日本のクラシック音楽界で、最近最も話題をさらった音楽。作曲したのは佐村河内守(さむらごうちまもる)で、その人としての話題が様々なメディアで取り上げられ、一気に知名度を上げました。
最も衆人の注目を集めた点は、佐村河内守は聴覚障害があり、耳が聞こえないということ。聴覚障害に苦しんだベートーヴェンに例えて扱われることが多く、また両親が広島で被爆した被曝二世であることもメディアの取り上げやすいポイントでした。
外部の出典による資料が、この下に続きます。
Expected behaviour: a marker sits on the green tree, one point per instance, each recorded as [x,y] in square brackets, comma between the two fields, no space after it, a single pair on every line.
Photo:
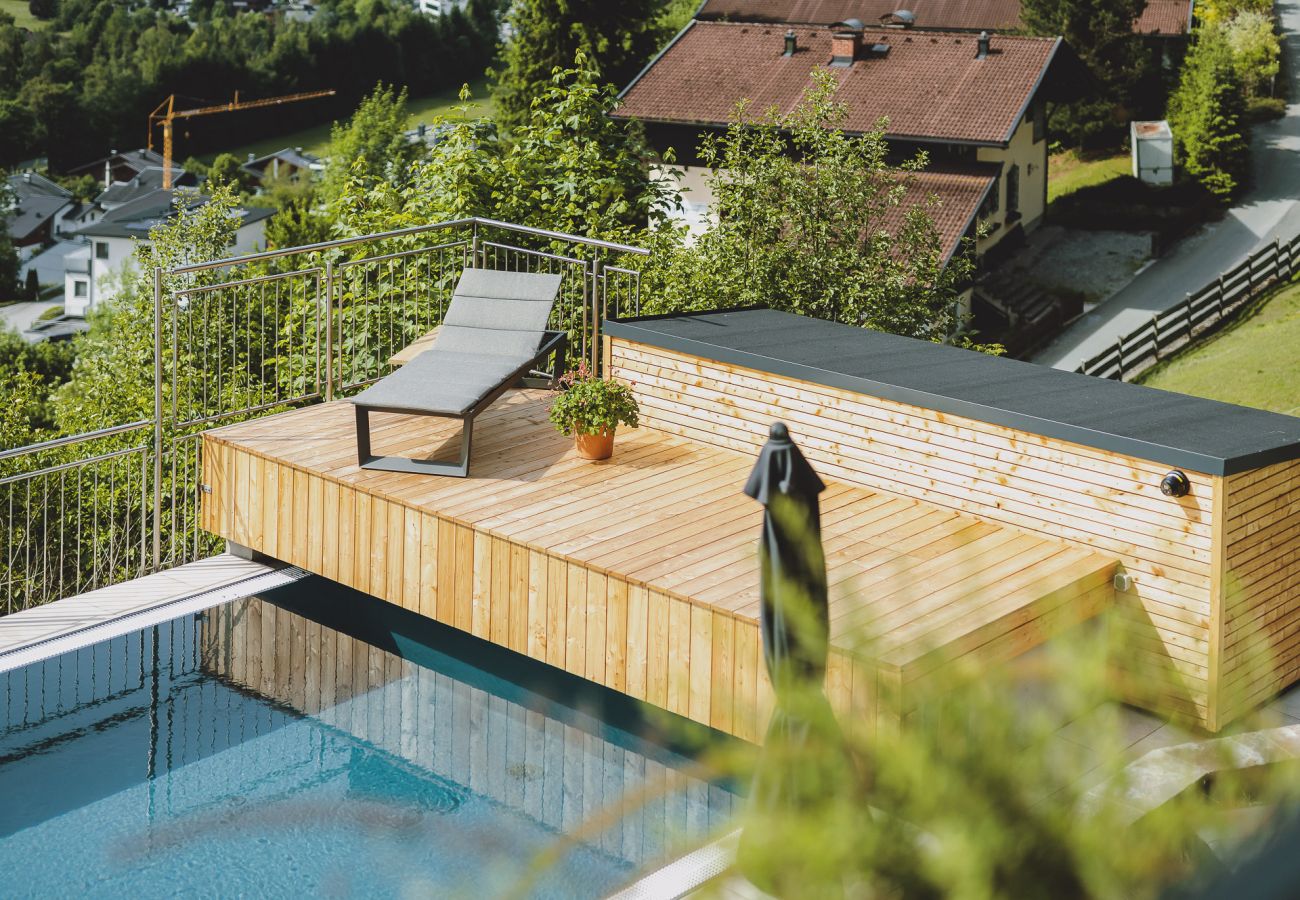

本人は、そういう点を表に積極的に出すことを好まず、うるさい制約にかかわりたくないという事もあって、独学で作曲を続け、コンピュータゲームの音楽なので頭角を現してきたとのこと。
でもって、確かに興味をひくわけですが、何となくてを出すのをためらっていたところ、ひょんなことからCDが手に入りました。何と、自分の母親がタワーレコードに行って買ってきた。あんたクラシック聴くみたいだから、これ聴きなさいってんで渡された。
そこで、いろいろな情報はこの際シャットアウトして、純粋に音楽として聴いてみた。
結論から言うと、・・・つまらない。
最初から最後まで、膨大な音の洪水が押し寄せては引いていき、時に不協和音が入り、なんと80分を超えるという超大作を最後まで聞き続けるのは苦痛でした。
あくまでも、個人の感想であり、好みの問題ですから、こういう残念な感想はお許しいただきたい。おそらく、これだけの音を整理して組み上げること自体は、ものすごい才能なんだろうと思います。
ブルックナー、マーラー、ショスタコーヴィッチなどのロマン派交響曲に近い物があり、それらには熱狂的なファンがいますので、もちろん大絶賛する方々は大勢いてもいいのですが、おそらくそういう人でも長すぎると思うことは少なくないのでは。
ひたすら音の洪水と感じてしまう自分にとっては、各楽章が10分程度であれば許容範囲かもしれません。疲れてしまって、音を楽しめないのでは音楽ではありません。
難しい内容で、簡単には理解されないようなものが、より芸術性が高いと評価されるようなところがありますが、芸術は多くの人に何らかの精神的影響を及ぼすもので、その時代に理解されなければいけない。
佐村河内守のハンディキャップのことがあるので、批判的なことは表だって書きにくい雰囲気があるのですが、少なくともオリコンの売り上げランクに登場するような音楽ではないと思います。これは、辻井くんの時もそうなんですが、メディアの取り上げ方に問題があるのでしょうね。
とにかく、佐村河内守の才能を否定するつもりはまったくありませんし、同じ日本人としても次の活躍に期待したいと思います。